简体   繁体   English

如何在python文件中获取字节偏移

[英]How to get byte offset in a file in python

I am making a inverted index using hadoop and python. 我正在使用hadoop和python进行反向索引。 I want to know how can I include the byte offset of a line/word in python. 我想知道如何在python中包含行/字的字节偏移量。 I need something like this 我需要这样的东西

hello hello.txt@1124

I need the locations for making a full inverted index. 我需要用于制作完整倒排索引的位置。 Please help. 请帮忙。

Like this? 像这样?

file.tell()

Return the file's current position, like stdio's ftell(). 返回文件的当前位置,例如stdio的ftell()。
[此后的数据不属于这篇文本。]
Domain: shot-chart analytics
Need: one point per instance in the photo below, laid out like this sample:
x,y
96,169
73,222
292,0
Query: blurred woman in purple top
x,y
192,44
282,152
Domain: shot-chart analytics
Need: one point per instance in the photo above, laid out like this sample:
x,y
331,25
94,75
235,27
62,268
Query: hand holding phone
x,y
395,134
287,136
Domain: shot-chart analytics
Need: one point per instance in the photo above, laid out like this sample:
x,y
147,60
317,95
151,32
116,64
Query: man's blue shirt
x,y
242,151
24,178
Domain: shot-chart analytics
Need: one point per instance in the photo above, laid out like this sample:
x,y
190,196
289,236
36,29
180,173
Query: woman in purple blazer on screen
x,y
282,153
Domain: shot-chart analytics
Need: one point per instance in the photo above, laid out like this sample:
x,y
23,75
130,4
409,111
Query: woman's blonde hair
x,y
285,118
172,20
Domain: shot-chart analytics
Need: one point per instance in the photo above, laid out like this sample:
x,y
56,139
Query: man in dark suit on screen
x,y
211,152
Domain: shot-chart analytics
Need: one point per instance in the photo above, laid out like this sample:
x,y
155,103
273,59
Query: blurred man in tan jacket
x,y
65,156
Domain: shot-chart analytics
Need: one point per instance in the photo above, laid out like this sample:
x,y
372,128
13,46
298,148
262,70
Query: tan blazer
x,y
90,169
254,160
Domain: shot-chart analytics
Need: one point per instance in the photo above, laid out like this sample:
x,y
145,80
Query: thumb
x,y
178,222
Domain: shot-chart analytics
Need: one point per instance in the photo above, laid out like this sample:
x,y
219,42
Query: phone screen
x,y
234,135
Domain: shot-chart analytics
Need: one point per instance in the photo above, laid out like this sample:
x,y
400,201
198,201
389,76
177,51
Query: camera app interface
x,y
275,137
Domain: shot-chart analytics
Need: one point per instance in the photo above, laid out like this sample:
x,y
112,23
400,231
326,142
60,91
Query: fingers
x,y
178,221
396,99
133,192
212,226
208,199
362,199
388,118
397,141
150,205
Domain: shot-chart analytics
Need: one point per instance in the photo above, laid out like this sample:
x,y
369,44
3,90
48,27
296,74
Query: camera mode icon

http://docs.python.org/library/stdtypes.html#file-objects http://docs.python.org/library/stdtypes.html#file-objects

Unfortunately tell() does not function since OP is using stdin instead of a file. 不幸的是,tell()无法运行,因为OP使用的是stdin而不是文件。 But it is not hard to build a wrapper around it to give what you need. 但是围绕它构建包装以提供所需的东西并不难。

class file_with_pos(object):
    def __init__(self, fp):
        self.fp = fp
        self.pos = 0
    def read(self, *args):
        data = self.fp.read(*args)
        self.pos += len(data)
        return data
    def tell(self):
        return self.pos

Then you can use this instead: 然后,您可以使用它代替:

fp = file_with_pos(sys.stdin)

声明:本站的技术帖子网页,遵循CC BY-SA 4.0协议,如果您需要转载,请注明本站网址或者原文地址。任何问题请咨询:yoyou2525@163.com.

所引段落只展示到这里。